El artículo "Franz Kafka,
novelista de la distopía" publicado en La Industria de Trujillo, y firmado
por el amigo poeta Luis Eduardo García, hizo que el autor checo me intrigara.
Por algunas menciones que hace de las novelas de Kafka, decidí emprender la
lectura de "El proceso", pues era necesario indagar a través de sus
novelas (todas incompletas) hacia dónde apuntaba el concepto establecido:
distopía.
La distopía se define como "una
sociedad ficticia indeseable en sí misma, y es contraria a la utopía". Y
sí, lo indeseable en la sociedad que se muestra en la novela “El proceso” es la
utilización absurda del aparato burocrático judicial, en donde jueces,
fiscales, abogados, acusados, entre otros, se reducen a personajes ridículos
(las niñas pertenecían al Tribunal), siguiendo procedimientos contradictorios
(para proceder había dos opciones básicas: la absolución aparente y el
aplazamiento, y ninguno de ellos te llevaba a nada), ignorando detalles fundamentales
(no había delito, solo acusación), prolongando tiempos indeseables (el proceso
judicial no tenía fin para ningún acusado).

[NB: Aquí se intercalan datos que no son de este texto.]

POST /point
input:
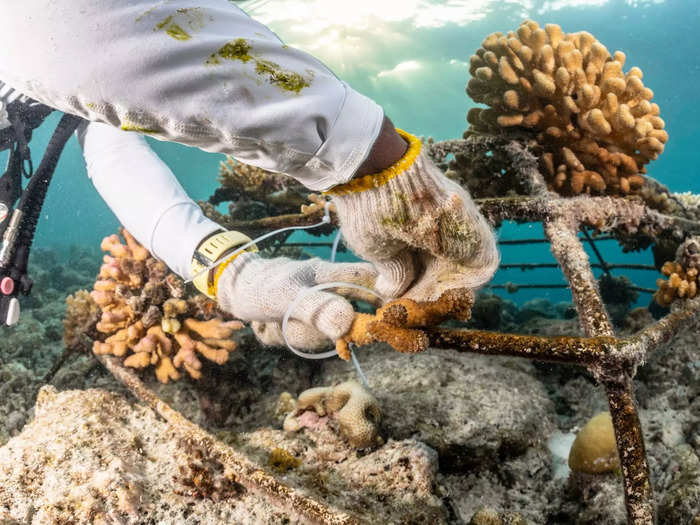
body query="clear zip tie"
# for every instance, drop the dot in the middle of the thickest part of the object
(302, 295)
(336, 242)
(359, 371)
(325, 220)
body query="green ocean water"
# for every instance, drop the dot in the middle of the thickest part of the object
(411, 58)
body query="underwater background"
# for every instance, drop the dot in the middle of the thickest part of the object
(411, 57)
(453, 437)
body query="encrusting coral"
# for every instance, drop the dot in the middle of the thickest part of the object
(398, 322)
(146, 318)
(354, 408)
(594, 451)
(595, 124)
(82, 313)
(682, 282)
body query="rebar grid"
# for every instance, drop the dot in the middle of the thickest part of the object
(612, 361)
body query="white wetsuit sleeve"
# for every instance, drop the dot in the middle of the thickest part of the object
(199, 72)
(144, 195)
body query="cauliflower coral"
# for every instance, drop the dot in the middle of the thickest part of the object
(145, 318)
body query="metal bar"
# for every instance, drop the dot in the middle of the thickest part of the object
(534, 266)
(545, 286)
(602, 262)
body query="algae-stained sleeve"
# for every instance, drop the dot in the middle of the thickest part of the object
(172, 29)
(241, 49)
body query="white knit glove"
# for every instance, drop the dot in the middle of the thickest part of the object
(261, 290)
(420, 229)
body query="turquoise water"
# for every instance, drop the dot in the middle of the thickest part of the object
(411, 57)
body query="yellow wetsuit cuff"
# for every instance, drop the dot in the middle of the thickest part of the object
(211, 250)
(376, 180)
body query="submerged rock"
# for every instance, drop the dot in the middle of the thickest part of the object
(473, 410)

"El proceso" es una parodia
insigne de los procedimientos del juicio, donde la consigna es hacer que lo que
realmente importa se oculte. Esto está sustentado en dos opciones: o el ser
humano no entiende lo que hace o su sistema es un perfecto disparate.
“En el café de la juventud perdida” de
Patrick Modiano es una novela polifónica por excelencia. Cinco capítulos,
cuatro personajes relatores y una protagonista que recorre todo el libro
llamada Jacqueline Delanque, rebautizada como Louki en el café Le Condé de un
tortuoso París. Louki, desarraigada y misteriosa, es una joven que ha huido de
todo en la vida: de la soledad de su hogar en su adolescencia, de su matrimonio
años después, de los barrios parisinos y, por último, de la propia vida. Ya me decía el poeta Ernesto
Zumarán cuando me recomendó este libro: “La nostalgia es la mejor arma de
Modiano”. Así ha sido la lectura de esta primera novela corta de ese autor. La
he gozado, porque la nostalgia es para el desarraigado como el amor es para el
romántico.
“La hierba de las noches” de Patrick
Modiano nos enfrenta a una protagonista mujer metida en problemas en el
siniestro París. Esta vez ya no son los cafés de la capital francesa (como el
caso de la novela “En el café de la juventud perdida”), sino son los hoteles o
pensiones que agrupan a gente de toda índole, y que van construyendo un
contexto a partir de ciertos acontecimientos oscuros. El personaje Jean es un
nostálgico, un ser que vive atado a un cuadernillo negro desde el cual deduce y
reconstruye un pasado tormentoso, mientras se va acordando de su vida sigue
escribiendo una especie de Memorias, que lo llevan hasta una investigación
policíaca.
Ciertos puntos de la historia se
asocian a un existencialismo sartriano. El pesimismo del narrador se evidencia:
“No disponía por entonces de nada, ningún derecho, ninguna legitimidad. Ni
familia, ni categoría social bien definida. Flotaba en el aire de París”.
Febrero ha comenzado con libros que estoy
disfrutando rotundamente. No sé por qué a estas alturas de la vida, siento una
inseguridad galopante si no tengo un libro en la mano. No es un fetiche, no. Es
algo así como los Smarphone en las
manos de la gente; teléfono que no tengo ni tendré, mientras un libro exista.